SIA Chartsā relative strength rankings help investors manage risk by identifying stocks and sectors which are underperforming relative to their peers and/or their benchmarks and should potentially be avoided. Staying away from stocks that are not attracting capital can help investors to avoid areas at higher risk of absolute declines and relative underperformance. Despite news of a positive US retail sales report on Monday, US retailers have been struggling on a relative basis for some time. Home Depot (HD) for example, failed in its latest attempt to return to the green zone in the SIA S&P 100 Index Report for the first time in over two years. The home improvement giant faltered just short of the yellow-green zone boundary and in recent weeks, it has been sinking back down toward the bottom of the Yellow Neutral Zone.
Currently in 50th place, down 16 spots over the last month, Home Depot is currently only three spots away from a return to the red zone for the first time since December. Over the latest month, HD shares have fallen by 10.3%, a much steeper falloff than the 0.9% dip made by the benchmark S&P 100 Index. Last November, Home Depot (HD) shares broke out of a $270.00 to $330.00 trading range that had prevailed for over a year and a half, kicking off a rally that drove the shares up toward $390.00. A spike up toward $400.00 failed to hold above that big round number and turned out to be a buying climax as the shares subsequently turned downward after that.

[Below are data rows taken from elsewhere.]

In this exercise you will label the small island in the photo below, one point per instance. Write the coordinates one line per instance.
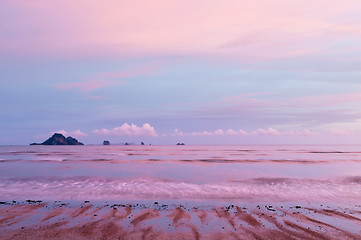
(59, 139)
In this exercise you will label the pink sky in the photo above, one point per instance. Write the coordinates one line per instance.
(267, 70)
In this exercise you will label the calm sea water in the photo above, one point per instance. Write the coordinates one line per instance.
(194, 173)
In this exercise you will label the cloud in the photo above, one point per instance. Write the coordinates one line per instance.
(268, 131)
(267, 29)
(128, 130)
(338, 132)
(76, 133)
(86, 85)
(259, 132)
(104, 79)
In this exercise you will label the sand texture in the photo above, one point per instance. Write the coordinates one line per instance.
(87, 220)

For the last month, HD shares have been under distribution, falling away from $400.00, snapping an uptrend line, taking out their 10-week moving average and then dropping under the $350.00 round number, which has flipped to become initial resistance.
Currently, HD is approaching potential support near $330.00, its previous breakout point where resistance has reversed polarity to become support for now. Should that hold, it would indicate the bulls are prepared to defend that level. Should it fail, however, it would signal the start of a potentially deeper downtrend with next potential support near the $300.00 round number.
A four-month advance in Home Depot (HD), which carried the shares from the $270s to the $390s has come to an abrupt end. After rising like an escalator, the shares have fallen like an elevator in recent weeks, dropping back into the $330s without even a 3-box bounce along the way.
The shares have completed a bearish Double Bottom breakdown to signal the start of a new downtrend, which would be confirmed by a close below the January low near $333.00, a move that would also complete a pending spread double bottom pattern. Should that occur, previous column highs and lows suggest potential downside support may appear near $326.40, then $307.50 and $295.50 on trend. Initial resistance on a rebound may emerge near $350.00 a round number that aligns with a 3-box reversal.
With a bearish SMAX score (which is a near-term 1 to 90-day indicator comparing an asset against different equal-weight asset classes) of 5 out of 10, HD is exhibiting short-term weakness against the asset classes.